Suppose that ∫_X,Y(x,y) = λ²e^-λ(x+y), 0 ≤ x, 0 ≤ y

Find E(X + Y)

Homework Equations

E(X + Y) = E(X) + E(Y)

The Attempt at a Solution

Since the expected vale of a sum is the sum of the expected values, I attempted to find the marginal pdfs of the joint pdf. But when calculating the integral for the marginal probability of X, p_X(x) = ∫λ²e^-λ(x+y) dy from 0 to ∞, the result is an undefined statement, division by zero.

 

[Ray Vickson]

Homework Statement

Suppose that ∫_X,Y(x,y) = λ²e^-λ(x+y), 0 ≤ x, 0 ≤ y

Find E(X + Y)

Homework Equations

E(X + Y) = E(X) + E(Y)

The Attempt at a Solution

Since the expected vale of a sum is the sum of the expected values, I attempted to find the marginal pdfs of the joint pdf. But when calculating the integral for the marginal probability of X, p_X(x) = ∫λ²e^-λ(x+y) dy from 0 to ∞, the result is an undefined statement, division by zero.
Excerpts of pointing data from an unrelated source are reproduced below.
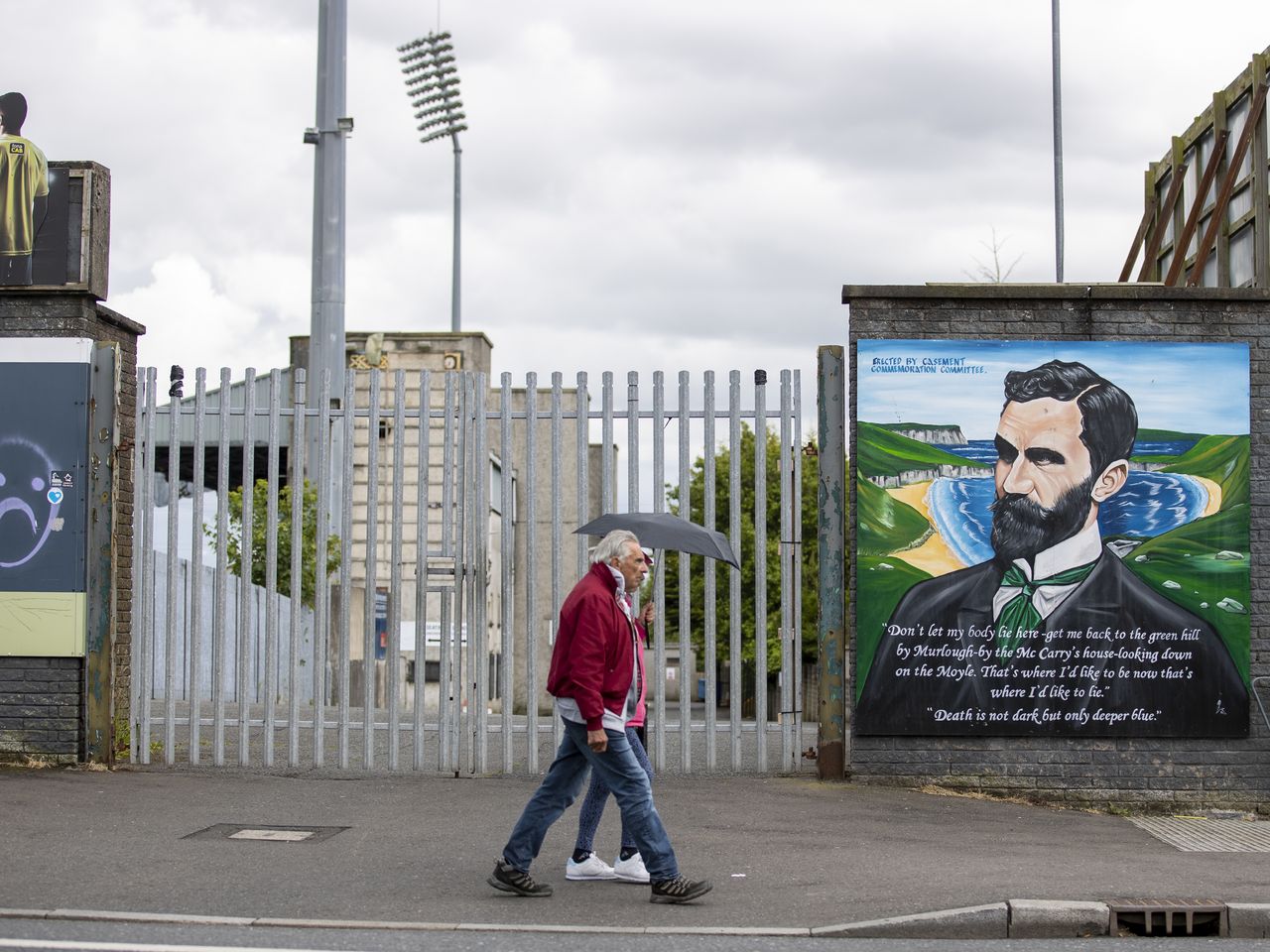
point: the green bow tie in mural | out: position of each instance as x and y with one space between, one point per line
1020 615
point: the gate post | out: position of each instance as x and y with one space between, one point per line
830 542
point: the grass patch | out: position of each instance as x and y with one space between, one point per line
1224 460
1188 558
884 524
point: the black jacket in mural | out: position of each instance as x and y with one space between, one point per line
1110 683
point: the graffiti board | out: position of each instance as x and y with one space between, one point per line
44 502
1052 538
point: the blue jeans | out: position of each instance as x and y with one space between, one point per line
621 772
593 803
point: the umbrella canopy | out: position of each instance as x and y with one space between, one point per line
666 531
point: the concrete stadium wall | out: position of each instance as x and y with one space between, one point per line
1169 774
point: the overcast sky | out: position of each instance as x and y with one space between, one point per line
656 185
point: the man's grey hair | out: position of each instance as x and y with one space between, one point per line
613 546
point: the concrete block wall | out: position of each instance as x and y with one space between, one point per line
1167 774
41 715
79 315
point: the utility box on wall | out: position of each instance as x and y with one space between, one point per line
44 495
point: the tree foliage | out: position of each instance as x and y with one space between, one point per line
807 552
261 535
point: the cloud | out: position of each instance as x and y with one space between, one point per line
191 322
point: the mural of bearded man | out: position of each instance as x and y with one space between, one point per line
1064 445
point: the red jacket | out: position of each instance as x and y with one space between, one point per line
593 655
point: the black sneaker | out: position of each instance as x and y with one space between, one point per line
508 879
680 890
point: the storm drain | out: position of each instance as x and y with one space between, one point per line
1197 834
266 833
1167 916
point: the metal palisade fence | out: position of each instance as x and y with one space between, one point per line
391 603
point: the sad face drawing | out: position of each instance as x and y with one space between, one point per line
28 504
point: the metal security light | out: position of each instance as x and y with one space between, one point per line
432 84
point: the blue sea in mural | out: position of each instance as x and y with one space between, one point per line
1150 504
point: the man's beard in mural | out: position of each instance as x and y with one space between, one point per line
1021 529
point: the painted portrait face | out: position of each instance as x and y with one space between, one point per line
27 504
1044 477
1039 451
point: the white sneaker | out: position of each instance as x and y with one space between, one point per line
630 870
589 869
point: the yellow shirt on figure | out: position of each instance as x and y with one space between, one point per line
23 179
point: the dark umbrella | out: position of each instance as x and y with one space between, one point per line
666 531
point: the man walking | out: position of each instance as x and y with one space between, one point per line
594 680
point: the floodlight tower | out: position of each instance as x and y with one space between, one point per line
432 84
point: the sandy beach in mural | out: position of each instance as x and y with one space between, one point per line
934 556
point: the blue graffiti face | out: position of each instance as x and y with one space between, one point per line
28 504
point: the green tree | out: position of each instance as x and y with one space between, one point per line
808 552
261 534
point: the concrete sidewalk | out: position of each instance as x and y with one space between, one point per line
784 853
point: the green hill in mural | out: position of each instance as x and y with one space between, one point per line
884 524
1205 567
1224 460
879 452
887 581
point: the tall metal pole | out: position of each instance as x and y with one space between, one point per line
432 84
326 318
832 504
454 308
1058 150
326 325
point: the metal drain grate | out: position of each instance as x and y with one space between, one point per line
1193 834
266 833
1167 916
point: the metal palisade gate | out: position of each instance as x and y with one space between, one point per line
391 604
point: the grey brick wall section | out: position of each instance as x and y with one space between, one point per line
1170 774
40 708
80 315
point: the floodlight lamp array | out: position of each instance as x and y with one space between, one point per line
432 81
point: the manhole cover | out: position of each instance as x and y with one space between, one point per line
266 833
1202 835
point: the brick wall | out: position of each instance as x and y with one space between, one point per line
41 715
1171 774
79 315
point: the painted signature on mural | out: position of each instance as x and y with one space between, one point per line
26 498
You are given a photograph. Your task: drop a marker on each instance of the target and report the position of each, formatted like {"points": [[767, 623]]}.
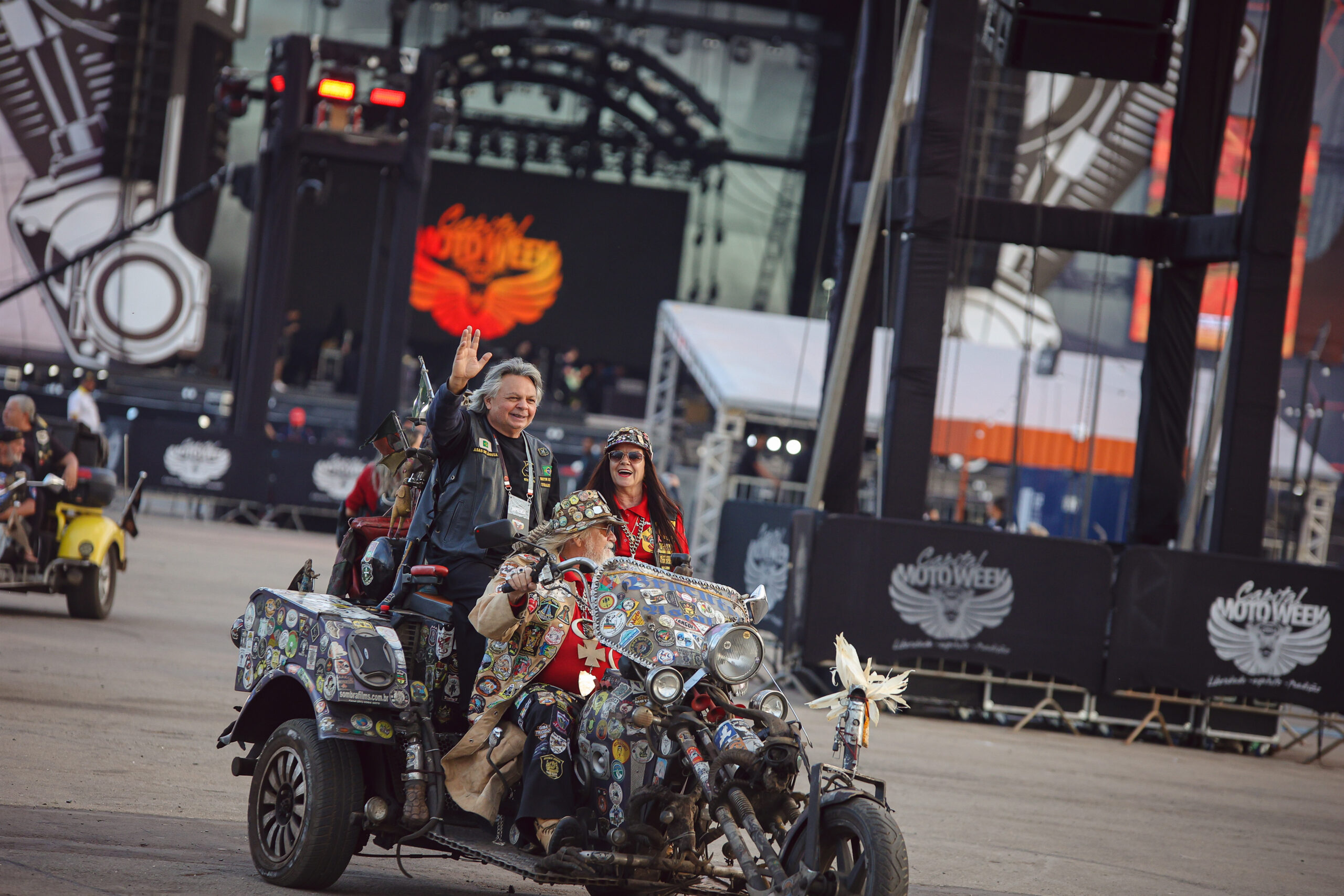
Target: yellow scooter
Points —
{"points": [[80, 550]]}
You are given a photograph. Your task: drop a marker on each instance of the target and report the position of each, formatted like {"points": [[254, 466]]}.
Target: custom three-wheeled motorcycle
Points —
{"points": [[78, 549], [685, 784]]}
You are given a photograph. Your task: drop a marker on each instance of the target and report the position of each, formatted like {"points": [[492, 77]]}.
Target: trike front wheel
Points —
{"points": [[92, 598], [299, 810]]}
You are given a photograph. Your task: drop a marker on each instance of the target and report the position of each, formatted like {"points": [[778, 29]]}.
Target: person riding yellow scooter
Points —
{"points": [[75, 549]]}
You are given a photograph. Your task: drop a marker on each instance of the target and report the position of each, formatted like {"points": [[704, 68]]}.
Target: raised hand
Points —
{"points": [[466, 364]]}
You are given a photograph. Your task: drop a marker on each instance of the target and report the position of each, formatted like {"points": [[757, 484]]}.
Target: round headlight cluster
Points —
{"points": [[771, 702], [736, 652], [664, 684]]}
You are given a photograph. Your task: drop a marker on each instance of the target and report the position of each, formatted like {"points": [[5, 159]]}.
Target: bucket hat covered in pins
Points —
{"points": [[573, 515]]}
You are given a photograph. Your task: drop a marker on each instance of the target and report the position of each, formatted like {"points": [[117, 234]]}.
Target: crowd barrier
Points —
{"points": [[1153, 640], [257, 479]]}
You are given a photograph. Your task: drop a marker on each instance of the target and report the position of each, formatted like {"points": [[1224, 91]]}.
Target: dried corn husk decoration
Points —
{"points": [[882, 691]]}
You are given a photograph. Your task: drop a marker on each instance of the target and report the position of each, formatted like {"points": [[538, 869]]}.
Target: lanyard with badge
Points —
{"points": [[519, 511]]}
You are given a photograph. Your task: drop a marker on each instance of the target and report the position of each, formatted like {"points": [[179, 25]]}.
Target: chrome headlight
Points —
{"points": [[664, 684], [736, 652], [772, 702]]}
Remember that an integral from 0 to ∞ is a limit of the integral from 0 to U as U → ∞. Just do the integral from 0 to U first, then take the limit. Do it properly, and do it carefully.

 

[countzander]

That's what I did. As I said in the original post, the limit is 0. But because the 0 appears in the denominator, the integral is undefined.

Does anyone know where the problem is?

 

[Mark44]

That's what I did. As I said in the original post, the limit is 0. But because the 0 appears in the denominator, the integral is undefined.

I don't think so. Keep in mind that e^{-λ(x + y)} = e^-λx * e^-λy, and that you are integrating with respect to y.

Also, both e^x and e^-x are positive for all real numbers x, so I think you might be confused about 0 appearing in the denominator.

 

[Ray Vickson]

That's what I did. As I said in the original post, the limit is 0. But because the 0 appears in the denominator, the integral is undefined.

Does anyone know where the problem is?

You need to show us your work, step-by-step. Otherwise, there is no way we can help you.

 

[statdad]

"Since the expected vale of a sum is the sum of the expected values, I attempted to find the marginal pdfs of the joint pdf. "

There is no need to do that.

 

[Ray Vickson]

"Since the expected vale of a sum is the sum of the expected values, I attempted to find the marginal pdfs of the joint pdf. "

There is no need to do that.

Agreed. But he ought to be ABLE to do it if he wants to pass the course.